I don’t know what a gerund is. And I don’t care.

Luke as punctuationA gerund is a noun made from a verb by adding “-ing”.

Phil: A new test has been introduced this week for children. It examines the more ‘technical’ aspects of English – such as grammar, punctuation and spelling and is assessed via an externally marked test.

According to the Department for Education, the introduction of this new test reflects the Government’s beliefs that children should have mastered these important aspects of English by the time they leave primary school, and that appropriate recognition should be given to good use of English throughout their schooling.

Secretary of State for Education, Michael Gove is frothing with excitement at this, but then he believes that Queen Victoria is still on the throne and that geography lessons need to remind everyone that the most countries on the globe should be coloured in pink.

Several arty types like Michael Rosen think he is wrong.

I think I’m inclined to agree with them. Most of my work involves writing, the pinnacle of my education career was an O Level grade B in English and yet I still only managed to score 5/10 in the BBC Grammar Quiz.

Does knowing the full technical aspect of the language make it easier to write clearly? I suspect not. The title of this post involves starting a sentence with a conjunction – a crime that would see my work marked with a big red circle and the words, “See me” appended to the bottom in teachers sternest handwriting.  Did you understand it? Almost certainly.

This isn’t to say that I feel you can completely throw out the rule book. I still get annoyed when sub-editing letters were the writer uses a lower-case “i” when they should use “I” or doesn’t understand that commas and apostrophes are not the same thing. Mostly I’m angry because the writers come from an era when teaching involved the same type of tests that are now being introduced. My suspicion is that they are the same people bashing youngsters for not being able to write.

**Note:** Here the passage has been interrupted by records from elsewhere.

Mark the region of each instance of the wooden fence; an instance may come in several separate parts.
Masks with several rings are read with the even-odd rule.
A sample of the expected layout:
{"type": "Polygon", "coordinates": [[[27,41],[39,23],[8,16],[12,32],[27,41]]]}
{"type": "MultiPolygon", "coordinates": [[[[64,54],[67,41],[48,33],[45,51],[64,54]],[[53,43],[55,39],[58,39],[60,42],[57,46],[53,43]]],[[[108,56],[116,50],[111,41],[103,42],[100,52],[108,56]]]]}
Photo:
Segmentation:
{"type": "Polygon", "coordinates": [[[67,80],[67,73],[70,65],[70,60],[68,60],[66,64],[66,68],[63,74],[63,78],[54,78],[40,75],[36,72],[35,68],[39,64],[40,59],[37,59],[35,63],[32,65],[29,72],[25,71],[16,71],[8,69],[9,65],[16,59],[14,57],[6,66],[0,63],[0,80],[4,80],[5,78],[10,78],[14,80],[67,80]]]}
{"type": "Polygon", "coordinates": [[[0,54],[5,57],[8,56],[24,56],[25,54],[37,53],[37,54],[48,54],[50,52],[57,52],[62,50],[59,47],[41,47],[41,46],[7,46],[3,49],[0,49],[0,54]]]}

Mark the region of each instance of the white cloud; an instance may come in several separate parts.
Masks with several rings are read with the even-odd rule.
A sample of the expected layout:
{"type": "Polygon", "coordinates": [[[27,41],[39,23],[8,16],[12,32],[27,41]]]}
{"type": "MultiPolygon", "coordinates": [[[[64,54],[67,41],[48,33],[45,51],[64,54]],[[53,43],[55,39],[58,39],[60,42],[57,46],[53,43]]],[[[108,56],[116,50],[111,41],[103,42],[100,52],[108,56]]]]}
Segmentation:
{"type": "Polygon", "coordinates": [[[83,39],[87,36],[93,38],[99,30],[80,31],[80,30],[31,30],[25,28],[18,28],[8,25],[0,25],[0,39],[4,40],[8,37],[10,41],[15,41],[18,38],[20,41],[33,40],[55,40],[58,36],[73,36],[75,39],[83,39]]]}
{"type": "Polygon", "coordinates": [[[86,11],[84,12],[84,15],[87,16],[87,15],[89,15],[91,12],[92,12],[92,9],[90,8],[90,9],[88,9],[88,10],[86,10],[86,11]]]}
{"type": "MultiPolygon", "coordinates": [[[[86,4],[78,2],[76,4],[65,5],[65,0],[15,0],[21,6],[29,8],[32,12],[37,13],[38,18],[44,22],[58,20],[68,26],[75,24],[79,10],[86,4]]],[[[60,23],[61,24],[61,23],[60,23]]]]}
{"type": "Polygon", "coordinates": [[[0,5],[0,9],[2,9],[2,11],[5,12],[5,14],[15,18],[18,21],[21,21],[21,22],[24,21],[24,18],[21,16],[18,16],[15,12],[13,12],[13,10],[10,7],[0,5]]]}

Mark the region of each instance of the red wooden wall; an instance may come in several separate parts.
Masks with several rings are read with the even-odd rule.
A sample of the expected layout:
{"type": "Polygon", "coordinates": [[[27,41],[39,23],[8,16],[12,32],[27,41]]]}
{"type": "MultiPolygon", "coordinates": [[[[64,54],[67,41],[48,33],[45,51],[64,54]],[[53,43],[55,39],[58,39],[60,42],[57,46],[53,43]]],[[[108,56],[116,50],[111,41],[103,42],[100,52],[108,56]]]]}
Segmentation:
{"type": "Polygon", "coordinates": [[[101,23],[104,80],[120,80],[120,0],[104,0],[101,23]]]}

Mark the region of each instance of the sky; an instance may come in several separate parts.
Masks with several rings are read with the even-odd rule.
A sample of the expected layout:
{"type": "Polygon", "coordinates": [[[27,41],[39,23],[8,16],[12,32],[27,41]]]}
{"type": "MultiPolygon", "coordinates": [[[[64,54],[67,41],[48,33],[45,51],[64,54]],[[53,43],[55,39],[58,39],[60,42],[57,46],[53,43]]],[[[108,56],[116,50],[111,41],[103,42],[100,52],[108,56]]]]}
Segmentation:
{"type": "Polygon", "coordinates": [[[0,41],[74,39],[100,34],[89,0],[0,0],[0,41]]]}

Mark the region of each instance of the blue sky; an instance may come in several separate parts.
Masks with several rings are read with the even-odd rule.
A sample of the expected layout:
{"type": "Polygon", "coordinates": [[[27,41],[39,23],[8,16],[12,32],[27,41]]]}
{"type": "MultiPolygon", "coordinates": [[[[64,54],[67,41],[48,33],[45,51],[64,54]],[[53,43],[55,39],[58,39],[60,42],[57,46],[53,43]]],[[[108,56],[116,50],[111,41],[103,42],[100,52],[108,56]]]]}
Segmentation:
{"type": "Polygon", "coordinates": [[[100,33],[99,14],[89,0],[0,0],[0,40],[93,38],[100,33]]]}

Language should not get in the way of reading so I’d argue that the subject, or story, is more important than the correct technical English. Let’s encourage children to read widely and fire their creativity thinking. The best-selling authors out there aren’t known for the greatest quality writing but they grab the reader with the story which is a far more impressive skill.

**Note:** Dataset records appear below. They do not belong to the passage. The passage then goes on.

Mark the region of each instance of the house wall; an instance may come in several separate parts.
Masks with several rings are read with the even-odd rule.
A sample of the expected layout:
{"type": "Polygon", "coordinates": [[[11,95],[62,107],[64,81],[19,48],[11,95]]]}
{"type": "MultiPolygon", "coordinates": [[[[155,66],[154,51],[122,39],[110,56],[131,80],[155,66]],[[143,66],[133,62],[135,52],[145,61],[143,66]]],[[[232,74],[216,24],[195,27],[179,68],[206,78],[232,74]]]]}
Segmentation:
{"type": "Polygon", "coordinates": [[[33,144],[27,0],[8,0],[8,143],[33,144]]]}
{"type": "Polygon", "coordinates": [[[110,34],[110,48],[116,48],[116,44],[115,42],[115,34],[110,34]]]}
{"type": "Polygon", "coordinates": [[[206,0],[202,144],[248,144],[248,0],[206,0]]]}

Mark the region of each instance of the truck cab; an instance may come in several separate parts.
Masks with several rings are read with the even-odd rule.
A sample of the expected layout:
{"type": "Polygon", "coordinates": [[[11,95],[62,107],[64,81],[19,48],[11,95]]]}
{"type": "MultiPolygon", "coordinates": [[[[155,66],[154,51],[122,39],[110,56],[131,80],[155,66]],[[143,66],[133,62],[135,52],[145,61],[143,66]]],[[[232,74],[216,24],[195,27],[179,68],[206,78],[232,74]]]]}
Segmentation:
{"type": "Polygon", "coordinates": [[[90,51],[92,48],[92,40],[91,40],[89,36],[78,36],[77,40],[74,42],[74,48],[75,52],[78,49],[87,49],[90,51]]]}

How many people finish a book and say, “Well, the story was dull, the characters one-dimensional but the author really knows how to work a semi-colon.” ?

More to the point, IF we must drill the full set of technical rules into children, please can we lock all the people who claim to care passionately about the subject in a room and only start testing when they have all agreed on all the rules. That should keep them out of our hair for a while!


Filed under Phil, Writing

4 responses to “I don’t know what a gerund is. And I don’t care.

  1. Yeah, it’s not about the rules. It’s about getting the flow of the writing and getting a feel for your own voice. Once you develop as a writer though, it can’t hurt to add more complicated structures (though the gerund doesn’t exactly classify as complex). Thanks for sharing this post! I have followed you and hope to read more.

    I have a new writing blog that I created after self-publishing my first novel on Kindle. Please check it out and share your writing experiences with me!

  2. Christian

    This subject really divides people doesn’t it. In terms of a novel, as long as it’s clear what’s going on and who is doing and saying what then it’s all a stylistic choice.

    Having said that, I’ve given up on a Cormac McCarthy book due to the difficult language. I had no idea what the hell was going on half the time.

  3. Gerunds and other grammatical goodies are a bit like the gearbox on my car. I know how to use it but care very little about what goes in inside. It’s not essential to operation of the machinery.

  4. I am appalled at the spelling and use of the English language particularly on Facebook and especially amongst the younger members of the family. I have found it difficult, sometimes, to understand their meaning. I think you need to educate children in the technical aspects of any language otherwise they won’t be able to use it in a meaningful way and be able to express themselves clearly and creatively. Of course, as with maths, you can then forget most of it in everyday use. Language changes down the years but is amazing how much of Shakespeare’s and Chaucer’s English we can understand today.